122. The IACHR issued the following recommendations to the Brazilian State:
1. That it adopt the legislative measures needed to transfer to the regular criminal courts the trial of common crimes committed by military police officers in the performance of their public order functions.
2. That use of the cells designed for solitary confinement (celdas fortes) be discontinued.
3. That it punish, in keeping with the gravity of the crimes committed, the civilian and military police officers involved in the facts that gave rise to the instant case.
4. In those cases in which it has not done so, that it pay fair and adequate compensation to the victims’ next-of-kin for the harm caused as a result of the breaches of the above-mentioned provisions.
123. In the same report, the Commission examined the degree of compliance of such recommendations, as follows:
[T]he Commission considers that the recommendation that Brazil “adopt the legislative measures needed to transfer to the regular criminal courts the trial of common crimes committed by military police in the performance of their public order functions” has met with partial compliance. In effect, the IACHR reiterates that although Law No. 9,299/96 represents major progress in this respect, it is insufficient, as it merely transfers to the regular courts crimes against life committed by military police in the performance of their functions, and keeps jurisdiction over all other crimes committed by members of the Military Police under the Military Police.
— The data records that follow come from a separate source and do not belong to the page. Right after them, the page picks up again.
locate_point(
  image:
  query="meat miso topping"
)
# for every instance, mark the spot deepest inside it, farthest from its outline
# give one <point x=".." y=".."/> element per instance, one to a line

124. Regarding recommendation No. 1, the State reports that crimes against life are still under the jurisdiction of the Jury Court (“Tribunal do Júri”), and that the crimes of abuse of authority and torture are still under the jurisdiction of the regular courts. However, with the enactment of Constitutional Amendment No. 45, other crimes committed by the military police against the civilian population at the state level would be transferred to the jurisdiction of the Military Justice Judge. That judge, while a member of the military justice system, is hired through public competition, by means of an evaluation that is exclusively technical. Thus, in contrast to the previous Council of Justice, which was made up of civilian and military judges, the military no longer participate in trials when the victim is a civilian. In addition, the State has studied the possibility of holding a seminar to address the topic of military courts and their jurisdiction, in order to assess measures that could improve the Brazilian justice system. It also reports that on November 27-29, 2007, the International Seminar on Human Rights and the Administration of justice by the Military Courts was held, in accordance with resolutions adopted on April 19, 2005, by the United Nations Commission on Human Rights. The State reports that the topic of this recommendation was discussed.
125. Regarding recommendation No. 2, the State said that its legislation was consistent with the United Nations recommendations on prison treatment and detainees’ rights, and that any abusive practices that occur are tackled by the State of Brazil. In the state of São Paulo, police station jails were removed from service; there are no more jails, only provisional custody centers and penitentiaries.
126. Regarding recommendation No. 3, the State reported that the criminal prosecution of the jailer José Ribeiro is currently before the First Jury Court (Primeira Vara do Tribunal do Júri), and the criminal action brought against Carlos Eduardo de Vasconcelos (police officer) is currently underway, with the case file being reviewed by the responsible judge since September 30, 2007. It was unable to submit up-to-date information regarding the investigation and punishment of the members of the Military Police.
127. Regarding recommendation No. 4, the State indicated that the government of the state of São Paulo published Decree 42.788/98, authorizing compensation payments for the families of the victims who died to cover moral damages, in the amount of 300 (three hundred) times the minimum wage per dependent. A working group was set up within the Office of the State Attorney General to identify the beneficiaries and the amount of compensation. The IACHR was told that the result of that group’s work was that compensation payments were made to the families of 8 (eight) of the victims, relatives of a further 7 (seven) victims could not be found, and 2 (two) of the victims were determined not to have any beneficiaries.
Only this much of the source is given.